The blades are a consumable and are available at Best Buy and online for around $30 per set of four. The Typhoon comes with two sets and two quadcopter batteries. These seem to be the only extra costs and I'm pretty sure a new user will go through a few blades as they learn how to fly...I know i did. The blades seem to shatter before damaging anything you might hit, which is reassuring around cars and people, but I've heard they can cut you if you aren't being sensible.
I also tested a separate Yuneec product, the ' wizard', a TV remote like controller that you can use to fly the drone 'blind' and to allow it to follow you around at up to 22 mph. This means for example that you could launch the Typhoon, snowboard down a mountain with it following the wizard on your sleeve from an angle you set up, and then land it. I attempted to pair the typhoon with the wizard at home prior to my recent trip to the ocean but couldn't get it to work. I also had to call tech support from my car to rebind the main controller to the Typhoon.
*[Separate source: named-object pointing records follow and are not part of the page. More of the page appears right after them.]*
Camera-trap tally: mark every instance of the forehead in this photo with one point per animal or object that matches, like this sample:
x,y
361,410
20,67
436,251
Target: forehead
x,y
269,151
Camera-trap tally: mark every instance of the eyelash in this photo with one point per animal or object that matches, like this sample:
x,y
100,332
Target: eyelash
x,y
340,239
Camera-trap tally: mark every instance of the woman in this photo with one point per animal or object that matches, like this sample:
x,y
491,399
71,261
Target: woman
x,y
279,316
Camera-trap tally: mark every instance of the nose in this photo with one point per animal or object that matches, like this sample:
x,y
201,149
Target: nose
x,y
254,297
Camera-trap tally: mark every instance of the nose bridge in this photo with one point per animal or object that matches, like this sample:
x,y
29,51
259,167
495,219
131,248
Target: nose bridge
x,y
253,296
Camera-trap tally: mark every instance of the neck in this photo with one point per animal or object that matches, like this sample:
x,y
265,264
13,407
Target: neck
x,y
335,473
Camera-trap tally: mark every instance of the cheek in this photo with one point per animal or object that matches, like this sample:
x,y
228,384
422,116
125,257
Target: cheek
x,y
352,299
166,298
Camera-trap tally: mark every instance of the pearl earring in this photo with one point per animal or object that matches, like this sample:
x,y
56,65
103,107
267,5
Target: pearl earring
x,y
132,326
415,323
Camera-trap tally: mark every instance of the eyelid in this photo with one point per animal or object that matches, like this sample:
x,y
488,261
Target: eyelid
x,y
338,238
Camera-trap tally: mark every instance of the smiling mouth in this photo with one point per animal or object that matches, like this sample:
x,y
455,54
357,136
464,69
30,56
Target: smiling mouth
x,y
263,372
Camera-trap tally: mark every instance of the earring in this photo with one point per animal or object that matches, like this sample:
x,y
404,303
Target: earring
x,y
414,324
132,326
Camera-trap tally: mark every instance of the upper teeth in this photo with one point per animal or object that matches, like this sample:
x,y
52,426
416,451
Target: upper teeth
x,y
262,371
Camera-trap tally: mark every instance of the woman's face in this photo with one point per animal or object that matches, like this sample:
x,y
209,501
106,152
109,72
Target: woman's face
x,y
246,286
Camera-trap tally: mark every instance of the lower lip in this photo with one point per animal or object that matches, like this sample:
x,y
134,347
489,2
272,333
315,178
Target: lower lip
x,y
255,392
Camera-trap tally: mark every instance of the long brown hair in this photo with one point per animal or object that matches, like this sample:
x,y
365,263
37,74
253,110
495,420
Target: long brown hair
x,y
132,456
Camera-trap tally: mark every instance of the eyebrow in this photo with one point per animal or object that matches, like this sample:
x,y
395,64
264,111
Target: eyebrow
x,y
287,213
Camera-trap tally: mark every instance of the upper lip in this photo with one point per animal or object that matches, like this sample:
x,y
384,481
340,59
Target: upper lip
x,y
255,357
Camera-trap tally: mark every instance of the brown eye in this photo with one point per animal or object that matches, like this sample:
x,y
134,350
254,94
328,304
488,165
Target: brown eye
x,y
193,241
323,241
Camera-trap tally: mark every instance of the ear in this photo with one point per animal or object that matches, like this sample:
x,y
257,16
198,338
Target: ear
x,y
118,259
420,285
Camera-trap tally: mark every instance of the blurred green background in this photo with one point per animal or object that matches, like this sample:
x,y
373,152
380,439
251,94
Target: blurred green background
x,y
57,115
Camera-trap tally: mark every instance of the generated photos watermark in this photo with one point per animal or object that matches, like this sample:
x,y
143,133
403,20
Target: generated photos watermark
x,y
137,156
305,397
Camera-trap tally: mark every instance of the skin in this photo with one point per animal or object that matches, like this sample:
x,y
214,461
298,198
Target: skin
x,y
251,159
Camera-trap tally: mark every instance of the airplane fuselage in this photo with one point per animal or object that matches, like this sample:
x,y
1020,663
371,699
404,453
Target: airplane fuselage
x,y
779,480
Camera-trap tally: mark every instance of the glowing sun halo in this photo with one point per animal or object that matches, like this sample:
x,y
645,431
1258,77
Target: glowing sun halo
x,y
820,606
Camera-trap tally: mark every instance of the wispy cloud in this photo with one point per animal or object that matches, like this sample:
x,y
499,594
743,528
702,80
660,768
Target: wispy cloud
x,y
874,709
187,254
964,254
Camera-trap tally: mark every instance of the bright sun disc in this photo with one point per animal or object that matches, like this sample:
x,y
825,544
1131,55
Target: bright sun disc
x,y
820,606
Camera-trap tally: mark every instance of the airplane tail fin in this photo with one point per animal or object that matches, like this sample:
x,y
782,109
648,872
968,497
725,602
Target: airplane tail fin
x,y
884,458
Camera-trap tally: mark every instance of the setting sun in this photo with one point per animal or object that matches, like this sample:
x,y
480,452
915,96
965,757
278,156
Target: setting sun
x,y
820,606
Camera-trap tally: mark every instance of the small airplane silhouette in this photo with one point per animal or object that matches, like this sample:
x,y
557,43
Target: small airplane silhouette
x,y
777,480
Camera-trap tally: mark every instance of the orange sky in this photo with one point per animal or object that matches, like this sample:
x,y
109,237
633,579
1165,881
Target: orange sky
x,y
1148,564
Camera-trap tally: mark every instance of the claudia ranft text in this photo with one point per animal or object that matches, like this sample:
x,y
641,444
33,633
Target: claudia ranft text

The call wait time was 20 minutes on a midweek lunchtime and Sergio, the tech who helped trouble shoot my problem, walked me through how to solve the problem successfully. To be fair I should have read the instructions properly.
So in conclusion, a highly successful semi automated flying experience that enables incredibly stable, high quality video and still aerial photography. Most of the 'hobbyist' learning curve has been taken out, making the basic flying experience pretty straightforward. Despite the slick product design and packaging (including graphics manuals i didn't spend enough time reading), there are still inevitably some complexities and skills that need learning and the usual wires and wall warts to recharge batteries and devices.
I wasn't able to view the raw footage on my warhorse early model macbook air as it couldn't display all the data without hiccups and pauses, but a new MacBook pro was able to play the footage back smoothly from the memory card. Uploading to YouTube was simple and the resolution of these videos will go up to 2160dpi if your bandwidth will play that back, which is pretty amazing and futuristic. What you see here is essentially what I see on my memory card.
For anyone in the visual professions and for those who need a low end aerial visual monitoring device this seems like a very well thought out and easy to use package that would be extremely useful and easy to work with. They are being mass marketed through Best Buy which is encouraging for longer term spares and service longevity.
My only question would be at this price point how long the Typhoon will be cutting edge given the rapid pace of innovation in this area. The caveat to this is that this is a well integrated complete package of visual controller, camera and Quadracopter in a space where there is endless futzing with Go Pros and semi matched components. For my knowledge of this space I'd go with the Yuneec package to get up and running having seen the excellent and controllable image quality.